Ideally, you want this blue line to be just below where the ground strap makes
the sharp bend and above the weld. If you advance the ignition too far the blue
will disappear off the strap and the strap will pick up rainbow colors (blues
and greens). The next step beyond that is to start melting the strap from the
tip end and detonation. When you are close to the correct timing then only
change the timing by one degree at a time. If you ignition system has the
capability of adjusting the timing of each cylinder independently (ICT) then
you can use that feature to have the blue line in the same position on all the
plugs. First, adjust the basic timing to get as many of the plugs to have the
blue line just at the sharp bend in the strap. Now adjust the ICT to move the
blue line to the same point on the remaining plugs. Once all the plugs read the
same you can advance the ignition a little at a time to put the blue line just
above the weld on the strap or whatever point gives you the best performance.
Other Things To Look For
The round flat circular area of the plug at the end the threads should be dark
gray or flat black and should not be sooty. If it is sooty then it can mean
that your plug has not been tightened enough and you are sucking and blowing
fuel and air past the threads of the plug.

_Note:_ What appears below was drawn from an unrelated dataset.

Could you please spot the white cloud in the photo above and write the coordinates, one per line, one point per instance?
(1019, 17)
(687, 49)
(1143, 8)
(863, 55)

Detonation shows up on the plugs as spotting on the porcelain. There are two
different types of spotting seen. One type appears as just black spots and the
other appears as little bright spots like diamonds. The black spots (look like
pepper sprinkled on the plug) indicate a little too much heat on the plug which
causes detonation by having the heated plug fire off the mixture prior to the
spark firing. This creates two flame fronts that collide and can cause great
amounts of damage. If you see black spots on the porcelain and you know the
tune-up is correct then you may need a colder plug. If you are not sure then
increase the carburetor jet size slightly, take out some timing, or go to a
colder plug. If you hold the plug in the sun and you see what appears to be
small diamonds on the porcelain then your detonation is severe enough to be
blowing off the aluminum from your piston and you need to add fuel and/or take
out timing now.
Spark Plug Heat Range
If you keep on adding timing until your finish MPH falls off but you still have
no color on the plug’s ground strap but the porcelain has good color then
your plug is too cold.
If you have lots of color on the ground strap but the porcelain is clean and
white then the plug heat range is too hot. The heat from the plug is cleaning
of the fuel ring from the porcelain.